What the New Democrats have just confirmed is that they believe that Patrick Brazeau should be in charge of grants and contributions. Maybe that is how they would run their government if they ever had the terrifying prospect of coming anywhere near taxpayers' money, but Canadians will never allow the NDP or the Liberals to do that, because they know that they will only pay more taxes and face more debt if that were to ever happen.

EthicsOral Questions

11:35 a.m.

NDP

Pat Martin NDP Winnipeg Centre, MB

Mr. Speaker, Vic Toews wife now denies that she took a $1-million kickback from a first nations chief who was directly involved with her husband, the senior minister for Manitoba. She says it was no more than $50,000 tops, as if that makes it okay. I know it is peanuts on the scale of Conservative shenanigans. Mulroney's personal rogues would not even get out of bed for that kind of chump change.

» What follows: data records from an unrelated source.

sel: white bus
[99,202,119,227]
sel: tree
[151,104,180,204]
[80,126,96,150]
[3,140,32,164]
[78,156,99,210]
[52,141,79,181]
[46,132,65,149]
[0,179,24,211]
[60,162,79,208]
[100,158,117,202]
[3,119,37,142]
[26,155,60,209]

Would the government not agree that it is time to tighten up on the post-employment rules for ministers and their spouses so that they cannot exploit the time they spent in public office for personal and private gain?

EthicsOral Questions

11:35 a.m.

Oak Ridges—Markham Ontario

Conservative

Paul Calandra ConservativeParliamentary Secretary to the Prime Minister and for Intergovernmental Affairs

Mr. Speaker, this is a dispute between three individuals, none of which is the federal government. At the same time, when it comes to accountability, it is the NDP that owes Canadian taxpayers close to $5 million for illegal offices. That is $2.7 million for illegal offices and millions of dollars for illegal mailings, and they refuse to pay that money back.

When it comes to accountability, they have nothing to talk about. They took illegal money from unions. They have illegally taken money from Canadian taxpayers, and now they are refusing to even pay it back.

EthicsOral Questions

11:40 a.m.

Liberal

Scott Simms Liberal Bonavista—Gander—Grand Falls—Windsor, NL

Mr. Speaker, since 2011, 70% of funding under the enabling accessibility fund has been spent in Conservative ridings. Conservatives have been using a program designed to help those with disabilities as a political slush fund to reward their friends.

If that is not bad enough, now the Prime Minister himself ensured that a failed application was put on top of the pile, fast-tracked, and given over $1 million. It is like Duffy all over again.

There is one word for this bad behaviour; it is called corruption. How can he defend it?